From its base in Cambridge, England, ARM designs the brain of modern processors and licenses it and the right to use the basics of its technology to the likes of Intel, Qualcomm Inc and Apple Inc.

Based in Fuzhou, China, halfway between Hong Kong and Shanghai, Rockchip started as a maker of chips used in cheap media players, Chinese equivalents to Apple’s iPod. Its path up the technology ladder was much quicker than its older rivals because it threw conventional wisdom out the window.

“They’ve got a lot of guts,” China ARM head Allen Wu (吳昂雄) said.

“All through the decision process the aim is for speed. That’s why you see a lot of these customers announce a new ARM product very, very early,” he said.

Instead of the standard process of design, make, test, repeat, Rockchip rapidly stitches together basic building blocks offered by ARM that have become the industry standard and leapfrog through the make and test process, while skipping a follow-up cycle.

“If the chip isn’t a success at first, then we need to do it again which would take another two, three months. If we get lucky, then we nailed the silicon the first time,” Chen said.

This ability to move quickly is complemented by their proximity to the world’s manufacturing hub for consumer communications devices around Shenzhen in southern China.

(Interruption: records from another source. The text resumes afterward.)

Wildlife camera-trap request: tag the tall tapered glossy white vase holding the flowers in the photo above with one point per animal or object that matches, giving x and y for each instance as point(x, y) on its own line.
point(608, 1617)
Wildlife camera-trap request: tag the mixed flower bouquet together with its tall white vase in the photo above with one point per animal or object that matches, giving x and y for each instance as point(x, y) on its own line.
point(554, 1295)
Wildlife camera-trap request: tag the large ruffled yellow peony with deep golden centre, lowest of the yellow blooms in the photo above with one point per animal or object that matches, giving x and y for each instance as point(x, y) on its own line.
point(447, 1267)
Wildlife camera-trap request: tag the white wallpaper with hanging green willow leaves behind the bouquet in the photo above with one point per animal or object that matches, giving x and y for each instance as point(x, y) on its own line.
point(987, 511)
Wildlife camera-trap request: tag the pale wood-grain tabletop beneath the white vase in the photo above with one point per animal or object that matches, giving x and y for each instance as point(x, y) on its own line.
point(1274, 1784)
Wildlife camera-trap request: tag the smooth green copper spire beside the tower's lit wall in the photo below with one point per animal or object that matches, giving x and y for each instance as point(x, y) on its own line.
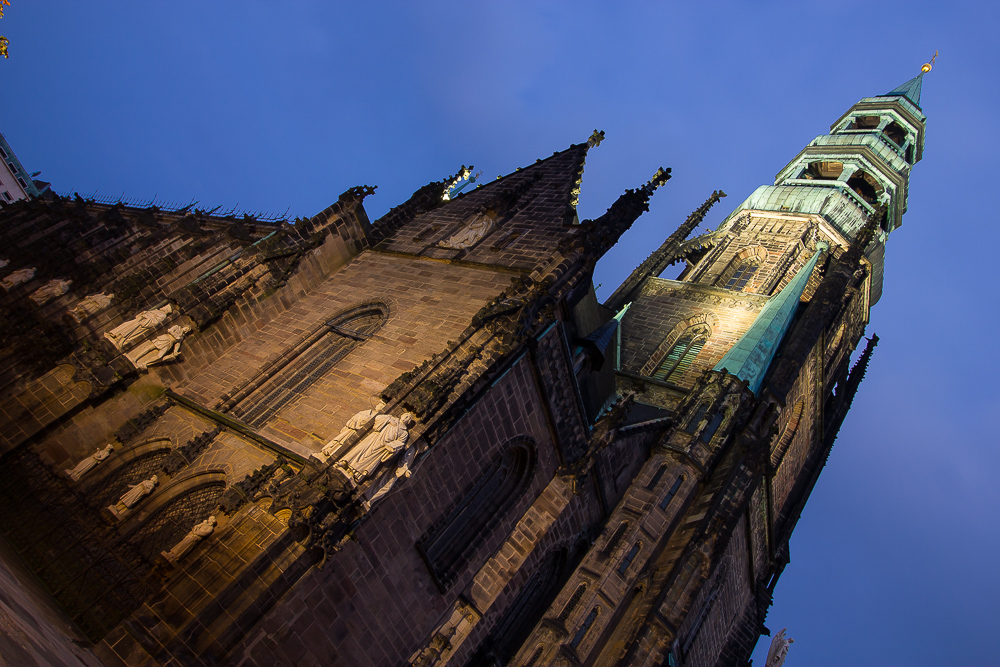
point(750, 358)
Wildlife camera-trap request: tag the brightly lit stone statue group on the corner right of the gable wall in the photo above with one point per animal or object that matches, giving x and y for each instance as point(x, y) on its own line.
point(388, 437)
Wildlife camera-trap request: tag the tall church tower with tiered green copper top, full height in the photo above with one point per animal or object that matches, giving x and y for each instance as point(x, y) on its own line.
point(741, 367)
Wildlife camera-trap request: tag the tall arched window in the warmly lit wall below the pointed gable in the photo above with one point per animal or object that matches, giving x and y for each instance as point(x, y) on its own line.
point(300, 367)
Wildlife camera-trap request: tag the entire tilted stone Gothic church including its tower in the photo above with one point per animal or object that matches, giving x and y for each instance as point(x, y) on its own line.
point(422, 440)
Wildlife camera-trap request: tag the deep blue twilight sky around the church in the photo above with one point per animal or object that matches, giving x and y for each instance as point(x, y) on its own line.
point(282, 106)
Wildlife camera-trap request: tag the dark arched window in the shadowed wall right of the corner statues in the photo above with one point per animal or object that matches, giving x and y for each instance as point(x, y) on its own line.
point(447, 546)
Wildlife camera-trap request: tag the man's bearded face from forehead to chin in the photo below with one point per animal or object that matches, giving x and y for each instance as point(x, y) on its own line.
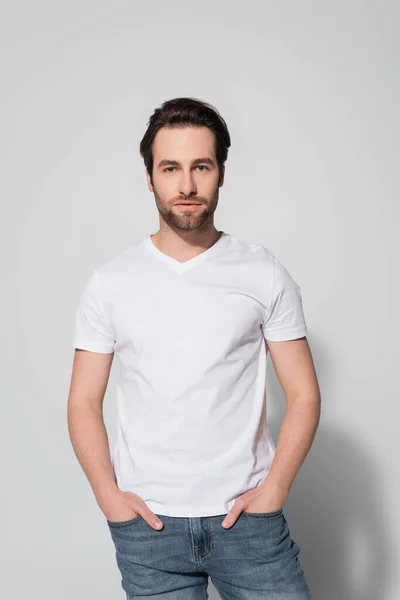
point(185, 170)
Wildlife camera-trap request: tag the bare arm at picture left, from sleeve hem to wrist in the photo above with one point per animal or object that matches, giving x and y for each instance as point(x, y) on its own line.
point(90, 374)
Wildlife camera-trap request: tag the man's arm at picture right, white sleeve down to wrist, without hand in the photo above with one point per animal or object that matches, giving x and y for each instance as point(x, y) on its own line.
point(285, 334)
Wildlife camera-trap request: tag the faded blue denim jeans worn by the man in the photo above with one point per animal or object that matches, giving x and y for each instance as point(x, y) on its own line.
point(254, 559)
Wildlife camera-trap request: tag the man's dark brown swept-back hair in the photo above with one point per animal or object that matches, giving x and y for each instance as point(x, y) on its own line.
point(184, 112)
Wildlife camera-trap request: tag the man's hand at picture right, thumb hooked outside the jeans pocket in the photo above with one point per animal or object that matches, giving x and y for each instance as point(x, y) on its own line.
point(261, 499)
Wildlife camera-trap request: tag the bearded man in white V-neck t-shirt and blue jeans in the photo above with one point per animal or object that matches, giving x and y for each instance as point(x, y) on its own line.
point(195, 486)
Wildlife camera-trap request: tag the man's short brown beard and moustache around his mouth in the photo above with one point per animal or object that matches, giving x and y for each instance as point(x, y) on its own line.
point(188, 220)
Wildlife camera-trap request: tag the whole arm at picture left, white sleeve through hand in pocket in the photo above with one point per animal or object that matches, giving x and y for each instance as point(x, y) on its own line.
point(94, 343)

Intel was so concerned with the gains being made by the Chinese newcomers in tablets — and the lack of its own progress there — that it paid out subsidies that forced its mobile unit to report a loss of US$4 billion in an effort to get into the market. The world’s largest chipmaker also struck a deal with Rockchip to jointly develop chips that the Chinese company can market to its local customers.